Elife 2021 01 5;10. Epub 2021 Jan 5.

Shemyakin-Ovchinnikov Institute of Bioorganic Chemistry, Moscow, Russian Federation.

COVID-19 is a global pandemic caused by the SARS-CoV-2 coronavirus. T cells play a key role in the adaptive antiviral immune response by killing infected cells and facilitating the selection of virus-specific antibodies. However, neither the dynamics and cross-reactivity of the SARS-CoV-2-specific T-cell response nor the diversity of resulting immune memory is well understood. In this study, we use longitudinal high-throughput T-cell receptor (TCR) sequencing to track changes in the T-cell repertoire following two mild cases of COVID-19. In both donors, we identified CD4 and CD8 T-cell clones with transient clonal expansion after infection.
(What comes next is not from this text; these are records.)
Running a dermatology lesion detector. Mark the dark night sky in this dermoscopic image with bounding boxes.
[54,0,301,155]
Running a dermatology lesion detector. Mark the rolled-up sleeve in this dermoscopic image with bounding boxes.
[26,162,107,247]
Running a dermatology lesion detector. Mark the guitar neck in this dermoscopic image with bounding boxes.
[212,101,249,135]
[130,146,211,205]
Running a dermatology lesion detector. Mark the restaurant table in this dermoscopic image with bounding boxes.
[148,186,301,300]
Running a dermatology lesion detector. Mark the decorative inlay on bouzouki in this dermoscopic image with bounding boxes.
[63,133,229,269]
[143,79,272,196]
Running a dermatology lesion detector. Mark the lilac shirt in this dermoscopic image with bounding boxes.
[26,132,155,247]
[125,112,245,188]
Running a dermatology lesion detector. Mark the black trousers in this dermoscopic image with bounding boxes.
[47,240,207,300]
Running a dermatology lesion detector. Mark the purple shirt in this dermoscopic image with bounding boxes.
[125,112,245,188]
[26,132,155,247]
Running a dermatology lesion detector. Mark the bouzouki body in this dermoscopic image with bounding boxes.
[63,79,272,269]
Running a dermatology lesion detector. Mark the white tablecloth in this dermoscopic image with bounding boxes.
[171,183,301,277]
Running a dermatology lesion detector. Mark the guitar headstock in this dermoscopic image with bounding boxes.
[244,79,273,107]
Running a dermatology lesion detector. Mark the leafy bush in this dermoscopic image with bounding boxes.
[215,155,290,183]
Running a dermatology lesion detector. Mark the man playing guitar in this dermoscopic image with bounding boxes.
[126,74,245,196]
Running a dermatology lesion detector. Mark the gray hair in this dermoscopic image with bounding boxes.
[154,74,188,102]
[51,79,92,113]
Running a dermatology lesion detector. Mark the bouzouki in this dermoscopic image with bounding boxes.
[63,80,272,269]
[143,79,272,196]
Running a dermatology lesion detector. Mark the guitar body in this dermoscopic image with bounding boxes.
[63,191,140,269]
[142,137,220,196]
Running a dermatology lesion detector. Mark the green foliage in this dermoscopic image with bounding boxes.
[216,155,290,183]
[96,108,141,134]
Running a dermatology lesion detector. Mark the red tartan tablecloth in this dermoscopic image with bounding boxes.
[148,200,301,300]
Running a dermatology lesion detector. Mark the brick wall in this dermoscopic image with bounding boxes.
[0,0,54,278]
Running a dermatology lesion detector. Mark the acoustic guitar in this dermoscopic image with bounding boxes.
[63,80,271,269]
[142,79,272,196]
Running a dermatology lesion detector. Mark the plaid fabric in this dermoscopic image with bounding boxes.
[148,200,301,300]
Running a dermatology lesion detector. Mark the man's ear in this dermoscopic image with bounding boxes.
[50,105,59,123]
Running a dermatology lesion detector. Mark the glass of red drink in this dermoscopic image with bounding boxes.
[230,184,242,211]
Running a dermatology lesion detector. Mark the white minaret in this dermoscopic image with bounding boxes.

We describe characteristic motifs in TCR sequences of COVID-19-reactive clones and show preferential occurrence of these motifs in publicly available large dataset of repertoires from COVID-19 patients. We show that in both donors, the majority of infection-reactive clonotypes acquire memory phenotypes. Certain T-cell clones were detected in the memory fraction at the pre-infection time point, suggesting participation of pre-existing cross-reactive memory T cells in the immune response to SARS-CoV-2.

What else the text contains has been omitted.